Patronize your local library.
Libraries buy books, but they can only do this if they have money. Libraries can make stronger cases for increased funding if they can demonstrate strong use. Many of them collect stats on how many people enter the door, how many people check out items, how many people use the online databases, how many people ask questions at the desk, and so forth. Every time you go to the library, you add to their statistics and thus (hopefully) their purchasing power. (Here are some more ways to support your library.)
Suggest purchases at your library.
Many libraries allow patrons to suggest materials for purchase (though they may have rules that the book can only have been published in the past few years). If you have a favorite author or a favorite book that you think others would love, too, see if your library can get it.
Buy books as gifts.
I don’t have enough money to buy myself books.
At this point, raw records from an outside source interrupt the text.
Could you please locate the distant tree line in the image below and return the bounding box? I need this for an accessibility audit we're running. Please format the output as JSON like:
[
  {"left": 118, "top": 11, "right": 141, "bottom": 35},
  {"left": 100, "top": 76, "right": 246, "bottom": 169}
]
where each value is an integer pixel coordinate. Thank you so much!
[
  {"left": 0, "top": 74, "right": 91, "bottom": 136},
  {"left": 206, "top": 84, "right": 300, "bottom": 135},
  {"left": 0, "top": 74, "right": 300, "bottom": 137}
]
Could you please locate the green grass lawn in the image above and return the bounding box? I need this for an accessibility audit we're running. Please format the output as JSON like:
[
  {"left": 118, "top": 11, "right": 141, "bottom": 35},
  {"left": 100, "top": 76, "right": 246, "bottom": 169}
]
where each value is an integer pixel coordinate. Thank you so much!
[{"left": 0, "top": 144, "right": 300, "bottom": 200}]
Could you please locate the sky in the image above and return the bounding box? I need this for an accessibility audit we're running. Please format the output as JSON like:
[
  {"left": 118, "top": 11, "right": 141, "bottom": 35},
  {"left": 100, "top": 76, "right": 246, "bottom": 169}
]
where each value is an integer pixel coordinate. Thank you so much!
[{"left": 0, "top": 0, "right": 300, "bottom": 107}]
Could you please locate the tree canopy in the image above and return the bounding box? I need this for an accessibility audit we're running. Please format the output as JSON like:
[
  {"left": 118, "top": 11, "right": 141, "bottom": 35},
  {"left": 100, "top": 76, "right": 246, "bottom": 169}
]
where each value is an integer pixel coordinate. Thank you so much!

However, I still buy gifts for friends and family. This is the perfect opportunity to support authors if you have readers on your list. You’re not going over budget if gift giving was already in your budget.
Again, I don’t have room in my budget to buy myself things that are not necessities. However, I always set aside some money to give to others. Some places to donate books could be a local school, a women’s shelter, or a literacy program. I have also donated books as raffle prizes at local charities. (Check out our other suggestions about where to donate gently used books here.)
Tell your friends, family, and teachers about the book.
Even if you don’t have money to buy books as gifts or books to donate, you can still encourage others to read and maybe buy the book. Tell all your friends about your latest reads. Let your aunt know you read something perfect for your cousins. Chat with your teacher after school. You may inspire them to check it out of the library, buy it as a gift for someone else, or get a copy for the classroom. After all, if you’re passionate about a book, others might be, too!